Он слышал сочный баритон Ойдекоппа:
- Держаться заодно - это главное повеление эстонскому народу в настоящий момент. Время требует от нас, от каждого эстонца, чтобы мы сейчас похоронили и принципиальные и личные разногласия и пытались бы осуществить свое право на сохранение внутренней' свободы и самостоятельности, на сохранение существования.
Таково национальное завещание Константина Пятса и Яана Тыниссона. И если есть возможность использовать приход немецких войск,'чтобы провести это завещание в жизнь, то колебаниям нет места.
Он слышал эту речь и винтовочные залпы одновременно. Одновременно видел Ойдекоппа и трупы расстрелянных.
Эти-часы были для Элиаса самыми кошмарными в его жизни.
После наступления темноты Элиас пошел к сестре.

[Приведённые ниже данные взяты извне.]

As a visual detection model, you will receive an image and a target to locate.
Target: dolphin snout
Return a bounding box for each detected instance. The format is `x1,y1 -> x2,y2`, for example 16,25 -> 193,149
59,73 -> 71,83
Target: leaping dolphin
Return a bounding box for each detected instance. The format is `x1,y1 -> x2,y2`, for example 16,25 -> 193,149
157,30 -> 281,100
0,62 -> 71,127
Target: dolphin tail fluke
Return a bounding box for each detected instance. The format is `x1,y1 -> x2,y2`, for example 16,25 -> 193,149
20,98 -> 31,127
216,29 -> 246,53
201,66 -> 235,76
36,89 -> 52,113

Посмотрев на нее долгим взглядом, он наконец произнес:
- Мы убийцы.
Глаза сестры налились слезами.
- Ты не убийца, - возразила она поспешно. - Я знаю, что случилось на пастбище за исполкомом. Все говорят, что ты прав, что нельзя было так убивать. Но теперь это позади и...
Элиас прервал ее:
- Дай мне еды. Я должен уйти.
Сестра быстро нашла хлеб, сало, масло. Элиас завернул в бумагу пару ломтей хлеба и кусок сала и сунул сверток в карман.
- Прощай.
Сестра обхватила его за плечи.
- Я тебя больше не увижу.
Элиас нежно высвободился из ее объятий. Держа Хелене за руки, он тихо сказал:
- Не дай затоптать себя. Ты и одна сумеешь воспитать ребенка.
Сестра проводила его до ворот. Лицо ее было мокрым от слез.
Когда, Элиас оглянулся на опушке, сестра все еще стояла в воротах.